Nashville has been leaving a lot to be desired lately, but in what can only be described as pure irony incarnate, one of its brightest new faces is a young woman from New York by the name of Brooke Moriber. In her brand new album Cry Like a Girl, she gets intimate with us lyrically in songs like the title track, “Time Takes It’s Time,” “Behind the Scenes” and “Here and Gone,” and proves herself to be quite adept as a singer when it comes to navigating complicated instrumental arrangements. She’s got a talent that you just can’t teach, and it’s definitely got my full attention at the moment.

Even in slow songs like “Behind the Scenes,” “99 Days of Rain,” “It Doesn’t Hurt” and the sublime “Shattered Glass,” Moriber is bringing the heat from behind the microphone and reminding us who the real boss is in this record. Her backing band definitely holds up their end in Cry Like a Girl, delivering one surreal soundscape after another in smooth numbers like “Long Long Time” and “Here and Gone,” and always giving the lion’s share of the spotlight over to the center-stage vocal track. The first half of the album is a little more experimental than the second, but none of the songs feel like obscure additions in the big picture.

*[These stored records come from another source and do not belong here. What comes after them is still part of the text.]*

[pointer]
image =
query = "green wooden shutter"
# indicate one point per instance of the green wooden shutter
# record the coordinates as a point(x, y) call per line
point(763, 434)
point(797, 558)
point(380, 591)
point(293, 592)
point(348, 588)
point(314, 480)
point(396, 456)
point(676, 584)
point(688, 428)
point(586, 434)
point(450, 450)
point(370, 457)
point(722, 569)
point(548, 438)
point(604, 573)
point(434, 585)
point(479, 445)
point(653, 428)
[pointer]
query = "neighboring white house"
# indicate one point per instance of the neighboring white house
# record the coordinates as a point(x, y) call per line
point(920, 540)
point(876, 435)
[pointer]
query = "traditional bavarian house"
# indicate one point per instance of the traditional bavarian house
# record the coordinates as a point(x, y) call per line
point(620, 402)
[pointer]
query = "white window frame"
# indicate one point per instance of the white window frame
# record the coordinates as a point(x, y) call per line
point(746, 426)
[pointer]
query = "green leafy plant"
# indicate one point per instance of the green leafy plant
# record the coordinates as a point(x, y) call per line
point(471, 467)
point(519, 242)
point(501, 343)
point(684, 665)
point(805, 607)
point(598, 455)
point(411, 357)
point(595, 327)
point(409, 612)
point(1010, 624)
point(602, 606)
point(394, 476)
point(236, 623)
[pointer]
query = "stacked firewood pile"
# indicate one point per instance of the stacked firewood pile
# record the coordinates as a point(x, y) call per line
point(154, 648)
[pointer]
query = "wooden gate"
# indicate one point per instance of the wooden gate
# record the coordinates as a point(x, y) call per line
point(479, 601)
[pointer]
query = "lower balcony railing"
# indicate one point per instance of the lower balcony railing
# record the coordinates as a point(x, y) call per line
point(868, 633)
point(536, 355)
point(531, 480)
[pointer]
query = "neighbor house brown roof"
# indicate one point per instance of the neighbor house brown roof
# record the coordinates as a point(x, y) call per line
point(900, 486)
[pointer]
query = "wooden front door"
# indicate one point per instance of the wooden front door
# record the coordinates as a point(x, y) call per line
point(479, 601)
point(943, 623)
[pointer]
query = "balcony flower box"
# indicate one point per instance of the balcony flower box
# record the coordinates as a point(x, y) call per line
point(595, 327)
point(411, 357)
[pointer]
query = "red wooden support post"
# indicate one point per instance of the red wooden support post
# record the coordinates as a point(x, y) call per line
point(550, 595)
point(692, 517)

“The Devil I Know” and the title track have a rock n’ roll muscularity to them that I would really like to hear Brooke Moriber explore more in upcoming releases. Most of the gems in this LP are ballads and bouts of pastoral poetry that are aligned with sedating strings that hypnotize us with their airy rhythm, but other songs like “The Last Goodbye” push Moriber’s vocal as far into virtuosity as possible without demanding too much from her developing skillset. She’s got powerhouse attributes simmering just beneath the surface here, and I’m eager to see where they take her sound in general.

“Steal the Thunder,” “Time Takes It’s Time” and “Here and Gone” feel, to me at least, like they were built specifically for the stage. Their flexible construction makes them good templates to be extended into freeform jams in a concert environment, and when provided a large enough crowd, they could feed off of the energy in a room really well. Moriber has got a whole world of options in front of her right now, and wherever she goes from here, she’d be wise to never shy away from her incredible depth as a vocalist.

She’s still got some evolving to do as a songwriter, but in terms of debut albums, what Brooke Moriber has turned in with Cry Like a Girl can be regarded as an accomplished, verifiable hit nevertheless. For every moment of jarring emotionality that it vaults in our direction lyrically, we find an incendiary instrumental part that is just as poignant to follow it up. There’s no shortage of engaging new music slated to see release this summer, but as far as the spring season for country artists goes, this young woman is among the brightest that I’ve heard thus far.